Chapter 4: Sampling Flashcards
1
Q
What are the four elements of a sampling plan?
A
- Who will be surveyed
- How many people should be surveyed
- how should the sample be chosen?
- When will the survey be given?
2
Q
What is the best predictor for reliable results in (survey) research?
A
- The quality of the sample
3
Q
What is a census and how is it different from a sample?
A
- Census - data collection of every member of the population.
Difference with a sample is that every member of the population is studies in a census
4
Q
What is a sampling frame?
A
- the list or resource that has elements of the defined population. It is the group of people that will participate in the study
5
Q
What are often pitfalls of a sampling frame?
A
- Impossible to generalize conclusion from web surveys to general populations (unless working with offline recruitment methods)
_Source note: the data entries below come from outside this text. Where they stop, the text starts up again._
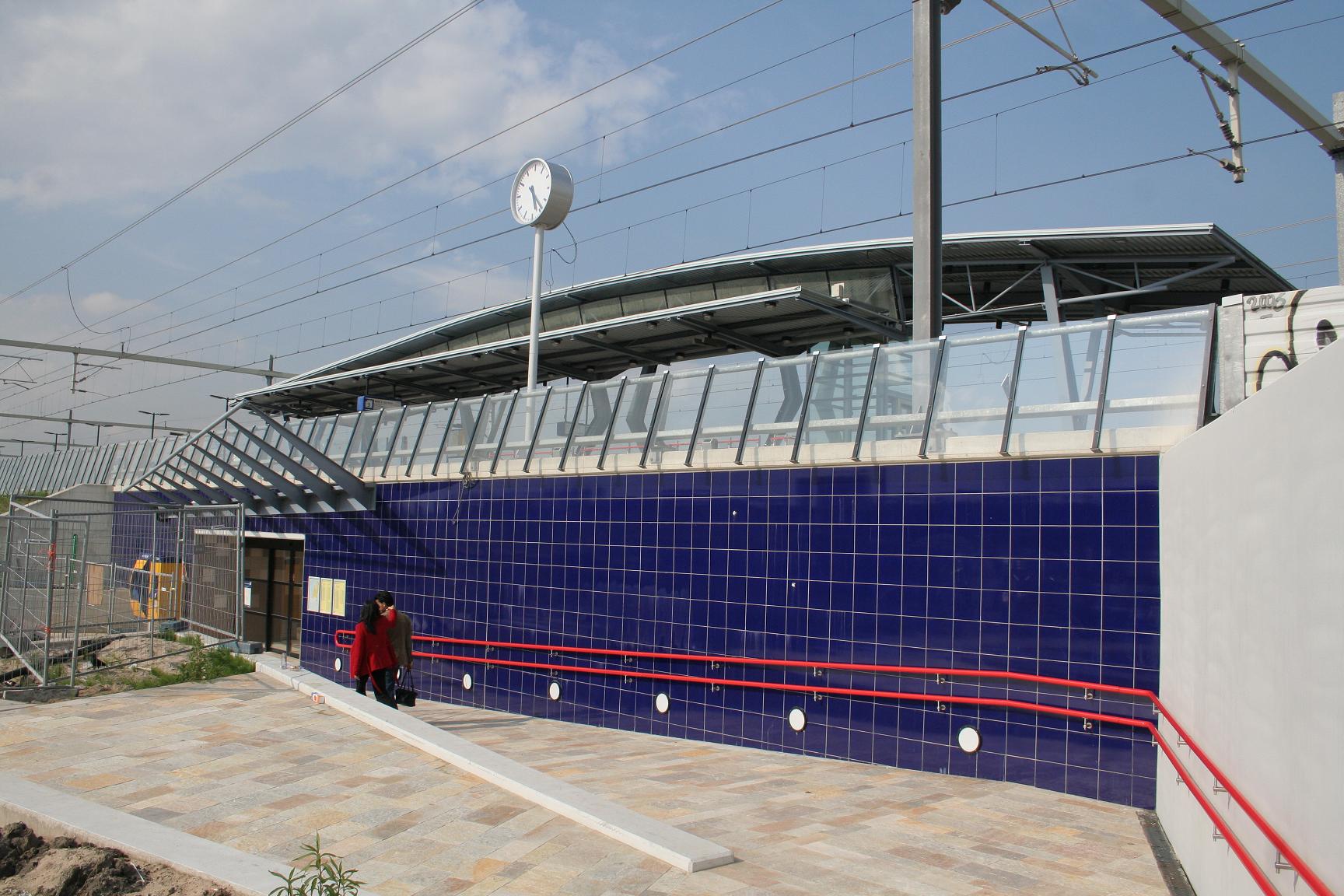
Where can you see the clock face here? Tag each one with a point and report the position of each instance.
(531, 191)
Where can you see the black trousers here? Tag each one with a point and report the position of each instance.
(385, 685)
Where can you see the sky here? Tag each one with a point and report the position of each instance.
(691, 129)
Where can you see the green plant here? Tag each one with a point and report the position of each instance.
(320, 875)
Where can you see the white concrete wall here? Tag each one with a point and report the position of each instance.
(1253, 626)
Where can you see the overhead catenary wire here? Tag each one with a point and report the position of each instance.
(982, 89)
(256, 145)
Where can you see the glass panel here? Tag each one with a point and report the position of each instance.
(635, 414)
(457, 436)
(729, 395)
(522, 426)
(973, 390)
(382, 441)
(1057, 386)
(343, 429)
(899, 393)
(432, 438)
(406, 439)
(838, 397)
(594, 418)
(775, 419)
(557, 422)
(494, 414)
(1157, 369)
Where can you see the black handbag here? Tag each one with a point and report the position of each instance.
(406, 689)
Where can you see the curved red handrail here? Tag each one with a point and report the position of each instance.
(1233, 842)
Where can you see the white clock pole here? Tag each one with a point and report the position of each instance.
(535, 330)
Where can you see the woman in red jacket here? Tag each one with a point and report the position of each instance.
(373, 657)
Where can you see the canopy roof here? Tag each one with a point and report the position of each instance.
(781, 303)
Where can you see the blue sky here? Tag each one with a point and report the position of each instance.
(114, 107)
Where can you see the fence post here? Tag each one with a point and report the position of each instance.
(5, 572)
(51, 595)
(81, 597)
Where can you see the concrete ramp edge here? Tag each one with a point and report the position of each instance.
(649, 836)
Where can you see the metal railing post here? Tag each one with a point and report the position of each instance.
(1105, 376)
(537, 430)
(746, 418)
(1013, 389)
(803, 408)
(867, 398)
(699, 417)
(933, 394)
(574, 426)
(616, 415)
(653, 421)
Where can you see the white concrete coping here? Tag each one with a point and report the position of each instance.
(649, 836)
(51, 813)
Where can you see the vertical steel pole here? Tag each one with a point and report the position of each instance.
(535, 328)
(928, 170)
(1105, 376)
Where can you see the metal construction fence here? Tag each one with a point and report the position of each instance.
(82, 576)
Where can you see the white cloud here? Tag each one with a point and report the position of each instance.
(132, 100)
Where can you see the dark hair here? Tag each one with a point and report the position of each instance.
(371, 615)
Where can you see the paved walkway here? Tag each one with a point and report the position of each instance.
(256, 766)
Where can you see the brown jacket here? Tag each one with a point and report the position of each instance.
(400, 633)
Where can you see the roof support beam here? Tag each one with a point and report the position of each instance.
(355, 488)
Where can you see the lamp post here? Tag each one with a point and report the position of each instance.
(153, 418)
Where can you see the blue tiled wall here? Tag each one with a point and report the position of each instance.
(1045, 567)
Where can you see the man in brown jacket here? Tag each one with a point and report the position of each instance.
(398, 630)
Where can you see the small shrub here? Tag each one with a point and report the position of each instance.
(321, 875)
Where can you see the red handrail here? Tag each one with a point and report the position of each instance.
(1276, 840)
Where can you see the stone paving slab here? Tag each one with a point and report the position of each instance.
(256, 766)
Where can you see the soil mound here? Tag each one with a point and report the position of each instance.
(33, 866)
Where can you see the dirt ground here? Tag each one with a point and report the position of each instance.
(33, 866)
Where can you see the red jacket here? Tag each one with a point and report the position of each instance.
(371, 650)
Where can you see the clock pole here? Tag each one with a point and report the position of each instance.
(534, 331)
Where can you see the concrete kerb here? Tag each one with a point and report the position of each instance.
(649, 836)
(51, 813)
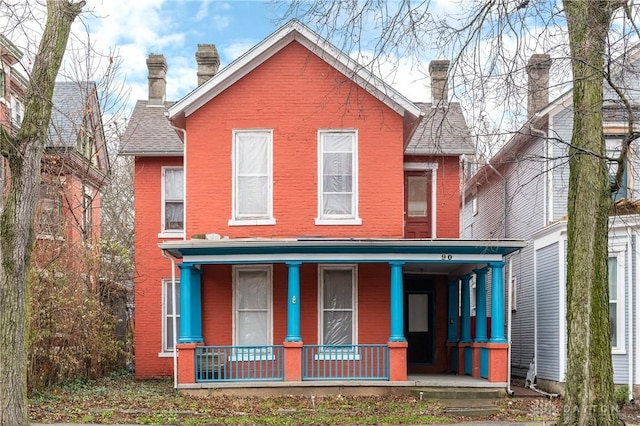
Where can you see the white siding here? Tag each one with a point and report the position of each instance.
(549, 316)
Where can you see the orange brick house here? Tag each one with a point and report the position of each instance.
(297, 220)
(75, 165)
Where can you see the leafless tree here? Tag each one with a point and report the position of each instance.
(489, 42)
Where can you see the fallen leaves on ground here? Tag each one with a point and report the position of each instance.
(121, 400)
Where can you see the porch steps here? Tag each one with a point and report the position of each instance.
(469, 402)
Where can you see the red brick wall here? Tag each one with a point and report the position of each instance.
(295, 94)
(447, 193)
(151, 268)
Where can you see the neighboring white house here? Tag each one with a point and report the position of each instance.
(521, 193)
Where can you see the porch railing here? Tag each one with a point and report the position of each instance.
(239, 363)
(345, 362)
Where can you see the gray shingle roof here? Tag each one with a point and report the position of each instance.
(442, 131)
(150, 133)
(71, 106)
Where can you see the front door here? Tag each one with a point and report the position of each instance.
(417, 196)
(419, 314)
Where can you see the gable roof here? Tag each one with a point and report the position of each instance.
(150, 133)
(293, 30)
(76, 111)
(442, 131)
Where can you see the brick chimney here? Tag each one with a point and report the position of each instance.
(439, 72)
(538, 83)
(157, 66)
(208, 62)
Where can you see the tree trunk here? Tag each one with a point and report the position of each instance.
(24, 152)
(589, 398)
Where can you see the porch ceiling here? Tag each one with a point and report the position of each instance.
(438, 256)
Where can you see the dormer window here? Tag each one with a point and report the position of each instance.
(17, 111)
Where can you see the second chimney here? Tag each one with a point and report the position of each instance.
(439, 72)
(538, 83)
(157, 66)
(208, 62)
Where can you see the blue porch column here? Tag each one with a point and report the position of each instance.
(452, 330)
(497, 303)
(397, 303)
(481, 304)
(466, 309)
(293, 304)
(190, 304)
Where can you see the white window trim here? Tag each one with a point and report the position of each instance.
(269, 270)
(354, 218)
(354, 309)
(171, 233)
(621, 307)
(433, 168)
(251, 221)
(165, 352)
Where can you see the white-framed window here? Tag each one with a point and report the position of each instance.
(616, 302)
(172, 201)
(252, 178)
(50, 216)
(252, 308)
(338, 177)
(169, 312)
(338, 295)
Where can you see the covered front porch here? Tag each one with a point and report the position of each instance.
(210, 359)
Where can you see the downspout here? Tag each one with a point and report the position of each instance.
(184, 170)
(504, 200)
(173, 318)
(630, 315)
(464, 190)
(509, 307)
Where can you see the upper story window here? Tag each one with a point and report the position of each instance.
(252, 178)
(172, 200)
(338, 178)
(616, 302)
(49, 216)
(87, 218)
(614, 146)
(17, 111)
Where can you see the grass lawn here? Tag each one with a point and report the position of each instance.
(121, 399)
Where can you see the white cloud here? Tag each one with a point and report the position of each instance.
(203, 10)
(237, 49)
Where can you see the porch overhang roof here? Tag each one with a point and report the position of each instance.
(346, 250)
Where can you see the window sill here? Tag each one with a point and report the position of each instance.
(245, 358)
(337, 357)
(166, 234)
(251, 222)
(350, 221)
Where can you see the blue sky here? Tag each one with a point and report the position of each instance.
(175, 28)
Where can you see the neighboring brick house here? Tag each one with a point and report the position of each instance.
(522, 193)
(75, 165)
(306, 215)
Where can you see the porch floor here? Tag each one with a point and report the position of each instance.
(344, 387)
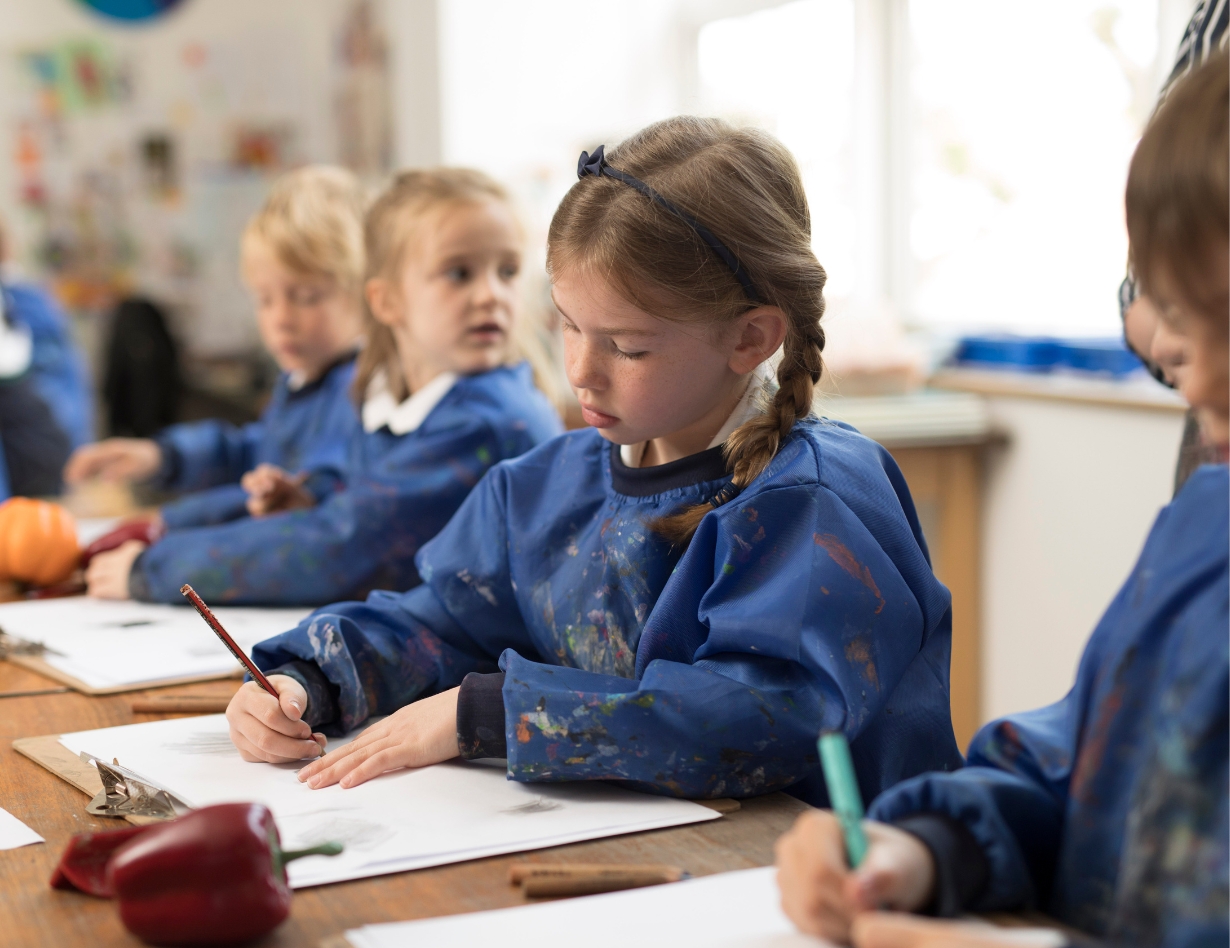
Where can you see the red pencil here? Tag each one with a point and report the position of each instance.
(191, 595)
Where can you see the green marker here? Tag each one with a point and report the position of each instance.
(844, 792)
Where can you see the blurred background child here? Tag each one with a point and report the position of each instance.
(1108, 809)
(443, 394)
(301, 260)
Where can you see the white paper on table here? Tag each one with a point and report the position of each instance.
(91, 528)
(15, 834)
(731, 910)
(404, 820)
(106, 643)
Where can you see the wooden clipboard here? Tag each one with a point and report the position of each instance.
(48, 753)
(36, 664)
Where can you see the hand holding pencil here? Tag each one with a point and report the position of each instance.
(266, 714)
(833, 866)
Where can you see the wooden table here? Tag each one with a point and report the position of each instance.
(33, 914)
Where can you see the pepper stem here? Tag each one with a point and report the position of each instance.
(281, 857)
(325, 849)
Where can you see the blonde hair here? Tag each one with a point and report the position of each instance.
(744, 186)
(391, 224)
(1178, 182)
(313, 224)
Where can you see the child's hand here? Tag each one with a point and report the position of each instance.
(271, 728)
(415, 737)
(272, 491)
(889, 930)
(117, 459)
(107, 574)
(819, 892)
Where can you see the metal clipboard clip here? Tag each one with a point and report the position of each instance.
(128, 794)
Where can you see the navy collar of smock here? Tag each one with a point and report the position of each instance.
(707, 465)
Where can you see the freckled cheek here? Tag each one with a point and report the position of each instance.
(653, 395)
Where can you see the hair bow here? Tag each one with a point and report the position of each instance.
(592, 164)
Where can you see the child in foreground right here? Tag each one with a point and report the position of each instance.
(1108, 809)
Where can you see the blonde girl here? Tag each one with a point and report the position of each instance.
(440, 395)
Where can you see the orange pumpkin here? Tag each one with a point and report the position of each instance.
(37, 541)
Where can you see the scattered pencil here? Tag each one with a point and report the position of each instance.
(556, 879)
(181, 703)
(32, 692)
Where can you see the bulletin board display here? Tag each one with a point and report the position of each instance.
(130, 159)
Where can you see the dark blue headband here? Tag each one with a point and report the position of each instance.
(597, 166)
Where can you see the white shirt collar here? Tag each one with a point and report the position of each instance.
(380, 411)
(747, 408)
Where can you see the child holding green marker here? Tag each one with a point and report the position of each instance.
(1108, 809)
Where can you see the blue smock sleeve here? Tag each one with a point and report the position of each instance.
(394, 649)
(361, 537)
(1010, 797)
(766, 633)
(204, 508)
(206, 454)
(764, 638)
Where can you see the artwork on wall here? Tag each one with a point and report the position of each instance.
(135, 156)
(364, 113)
(132, 10)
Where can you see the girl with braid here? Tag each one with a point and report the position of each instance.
(683, 595)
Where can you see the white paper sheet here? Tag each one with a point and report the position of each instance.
(15, 834)
(402, 820)
(106, 643)
(731, 910)
(91, 528)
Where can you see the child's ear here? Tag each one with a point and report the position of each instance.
(761, 332)
(384, 300)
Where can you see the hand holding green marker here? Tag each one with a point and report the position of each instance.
(844, 793)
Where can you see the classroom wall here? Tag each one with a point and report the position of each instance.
(239, 91)
(1069, 501)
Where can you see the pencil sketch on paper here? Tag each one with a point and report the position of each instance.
(203, 743)
(356, 834)
(539, 804)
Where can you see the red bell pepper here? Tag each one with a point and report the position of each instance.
(84, 863)
(214, 877)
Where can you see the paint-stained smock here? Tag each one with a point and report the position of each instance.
(1108, 808)
(303, 428)
(399, 492)
(806, 603)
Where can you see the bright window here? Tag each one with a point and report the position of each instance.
(790, 70)
(1025, 117)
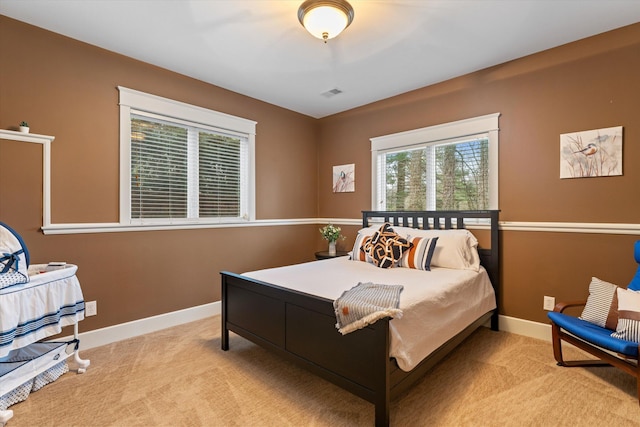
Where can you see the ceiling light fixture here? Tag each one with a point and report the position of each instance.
(325, 19)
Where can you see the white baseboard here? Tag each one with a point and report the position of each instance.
(524, 327)
(123, 331)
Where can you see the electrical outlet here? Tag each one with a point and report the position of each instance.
(91, 308)
(549, 303)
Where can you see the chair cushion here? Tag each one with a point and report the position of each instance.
(593, 334)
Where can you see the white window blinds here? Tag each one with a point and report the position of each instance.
(186, 172)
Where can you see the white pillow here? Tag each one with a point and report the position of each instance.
(13, 258)
(602, 304)
(456, 249)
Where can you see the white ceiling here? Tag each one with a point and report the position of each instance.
(259, 49)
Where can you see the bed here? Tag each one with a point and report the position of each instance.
(299, 322)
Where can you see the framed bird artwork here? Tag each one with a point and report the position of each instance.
(591, 153)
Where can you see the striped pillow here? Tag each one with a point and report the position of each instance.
(420, 254)
(629, 315)
(602, 305)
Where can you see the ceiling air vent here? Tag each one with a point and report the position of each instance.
(332, 92)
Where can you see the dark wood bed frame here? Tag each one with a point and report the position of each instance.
(301, 327)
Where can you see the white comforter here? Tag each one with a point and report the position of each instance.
(40, 308)
(436, 304)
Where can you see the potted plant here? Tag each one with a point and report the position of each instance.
(331, 233)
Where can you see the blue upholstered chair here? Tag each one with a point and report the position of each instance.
(594, 339)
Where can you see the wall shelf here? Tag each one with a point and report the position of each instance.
(45, 141)
(25, 137)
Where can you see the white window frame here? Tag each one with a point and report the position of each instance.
(435, 134)
(133, 101)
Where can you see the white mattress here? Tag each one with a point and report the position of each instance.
(436, 304)
(40, 308)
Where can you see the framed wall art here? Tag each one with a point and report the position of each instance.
(591, 153)
(344, 178)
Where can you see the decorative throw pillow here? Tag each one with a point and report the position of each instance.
(13, 258)
(628, 315)
(420, 254)
(357, 254)
(457, 248)
(386, 247)
(602, 304)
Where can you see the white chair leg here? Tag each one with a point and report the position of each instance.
(5, 416)
(83, 364)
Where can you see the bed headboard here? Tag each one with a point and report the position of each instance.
(445, 220)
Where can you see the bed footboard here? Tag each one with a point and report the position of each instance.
(301, 328)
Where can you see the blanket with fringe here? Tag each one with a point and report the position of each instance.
(366, 303)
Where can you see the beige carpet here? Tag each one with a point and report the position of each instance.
(180, 377)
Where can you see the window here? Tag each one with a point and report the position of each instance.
(182, 164)
(446, 167)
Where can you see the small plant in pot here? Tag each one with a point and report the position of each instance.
(331, 233)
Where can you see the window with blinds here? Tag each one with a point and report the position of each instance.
(453, 166)
(184, 164)
(180, 171)
(440, 176)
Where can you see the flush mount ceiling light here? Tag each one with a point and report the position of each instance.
(325, 19)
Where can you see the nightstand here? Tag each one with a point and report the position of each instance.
(325, 254)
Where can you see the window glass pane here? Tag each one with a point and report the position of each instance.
(462, 175)
(158, 169)
(406, 183)
(219, 175)
(445, 176)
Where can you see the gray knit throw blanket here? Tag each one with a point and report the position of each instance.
(366, 303)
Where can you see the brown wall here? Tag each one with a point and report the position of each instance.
(68, 89)
(590, 84)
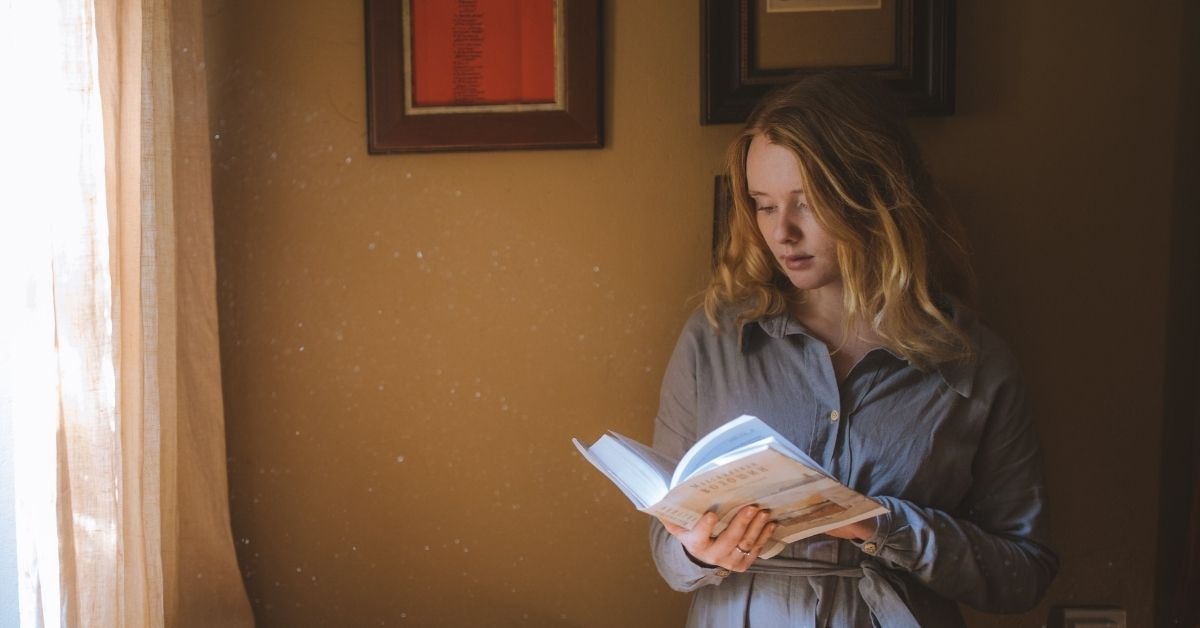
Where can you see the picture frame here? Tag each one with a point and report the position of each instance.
(399, 123)
(921, 69)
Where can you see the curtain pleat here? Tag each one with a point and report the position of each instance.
(117, 389)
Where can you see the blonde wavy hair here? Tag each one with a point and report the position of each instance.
(901, 252)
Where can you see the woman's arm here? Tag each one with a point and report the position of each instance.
(994, 554)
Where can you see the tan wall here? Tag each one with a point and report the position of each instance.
(409, 341)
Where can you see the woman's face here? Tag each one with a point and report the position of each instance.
(799, 245)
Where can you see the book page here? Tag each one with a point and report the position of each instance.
(642, 479)
(741, 432)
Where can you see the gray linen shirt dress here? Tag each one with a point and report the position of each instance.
(952, 453)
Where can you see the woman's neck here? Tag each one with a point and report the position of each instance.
(823, 314)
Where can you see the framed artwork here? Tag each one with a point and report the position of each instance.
(483, 75)
(749, 47)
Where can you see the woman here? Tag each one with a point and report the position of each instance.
(839, 314)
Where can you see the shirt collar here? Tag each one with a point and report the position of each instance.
(958, 376)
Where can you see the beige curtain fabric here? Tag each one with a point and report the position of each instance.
(117, 389)
(151, 59)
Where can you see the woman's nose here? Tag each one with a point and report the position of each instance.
(784, 229)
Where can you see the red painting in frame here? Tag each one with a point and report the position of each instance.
(483, 75)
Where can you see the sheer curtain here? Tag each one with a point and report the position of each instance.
(108, 369)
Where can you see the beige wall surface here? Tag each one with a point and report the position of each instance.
(411, 341)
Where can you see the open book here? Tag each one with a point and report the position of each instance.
(738, 464)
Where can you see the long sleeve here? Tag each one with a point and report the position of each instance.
(995, 552)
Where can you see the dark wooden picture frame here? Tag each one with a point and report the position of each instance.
(393, 129)
(732, 82)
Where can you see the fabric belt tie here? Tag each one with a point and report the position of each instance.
(880, 596)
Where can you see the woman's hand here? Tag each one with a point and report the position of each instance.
(736, 546)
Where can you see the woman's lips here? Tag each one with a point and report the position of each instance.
(797, 262)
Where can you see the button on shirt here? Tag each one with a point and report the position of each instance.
(951, 452)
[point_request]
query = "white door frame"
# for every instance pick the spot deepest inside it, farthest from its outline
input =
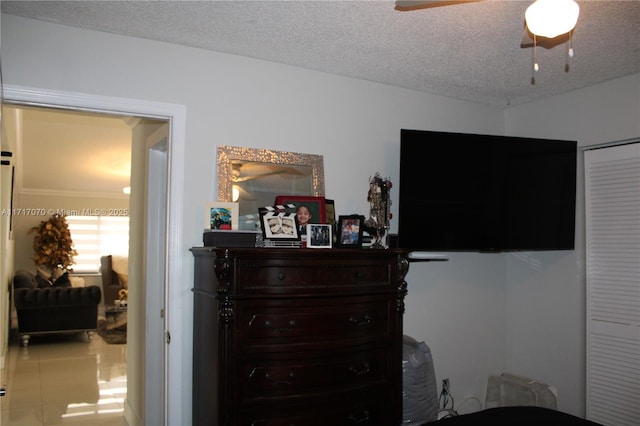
(176, 114)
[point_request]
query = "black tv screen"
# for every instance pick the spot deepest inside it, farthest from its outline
(472, 192)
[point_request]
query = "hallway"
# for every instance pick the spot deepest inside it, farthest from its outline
(64, 379)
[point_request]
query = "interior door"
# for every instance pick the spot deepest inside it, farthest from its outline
(612, 196)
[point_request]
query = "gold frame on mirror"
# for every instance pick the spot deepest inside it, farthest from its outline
(226, 155)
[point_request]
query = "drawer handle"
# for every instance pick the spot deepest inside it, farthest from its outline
(287, 382)
(360, 418)
(364, 321)
(292, 325)
(365, 369)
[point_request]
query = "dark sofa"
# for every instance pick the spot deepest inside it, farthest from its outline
(54, 308)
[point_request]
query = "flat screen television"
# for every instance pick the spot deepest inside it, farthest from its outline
(472, 192)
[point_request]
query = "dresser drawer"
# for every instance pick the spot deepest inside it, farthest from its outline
(277, 322)
(277, 277)
(369, 407)
(268, 378)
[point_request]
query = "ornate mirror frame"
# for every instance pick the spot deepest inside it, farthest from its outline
(227, 154)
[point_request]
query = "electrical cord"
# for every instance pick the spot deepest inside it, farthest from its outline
(444, 400)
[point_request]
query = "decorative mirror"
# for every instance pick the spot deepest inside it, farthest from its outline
(254, 177)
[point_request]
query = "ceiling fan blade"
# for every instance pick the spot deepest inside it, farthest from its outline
(406, 6)
(547, 43)
(527, 38)
(246, 178)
- Impossible to draw a sample out of the entire population
6
Q
What is coverage error?
A
- A mismatch between the target population and the frame population. The frame does not contain every member of the population
7
Q
What are the different forms of probability samples? (3)
A
- simple random sample –> every person has the same chance of being selected
- Stratified random sample - divide population into groups and draw samples of every group
- No sampling list available? Cluster sampling - large clusters divided into smaller clusters
8
Q
What are the different types of non-probability samples (5)?
A
- Convience sample - choose anyone who meets basic criteria
- Purposive sample - Choose people by interest, qualifications or typicallity
- Judgement sample - Choose based on judgement of the researcher
- Quota sample - Obtain participants in proportion to population size
- Snowball sample - identify one good participant who will invite the next and so on
9
Q
What is statistical power?
A
- The probability that you accept H1 (there is a difference) in case that there is an actual effect or difference.
10
Q
What is Type 1 error in statistics?
A
- A false rejection of H0. You say there is an effect when in real life there is not
11
Q
What is a Type 2 error in statistics?
A
- Failure to reject null hypothesis. You say there is no difference when in fact there is one!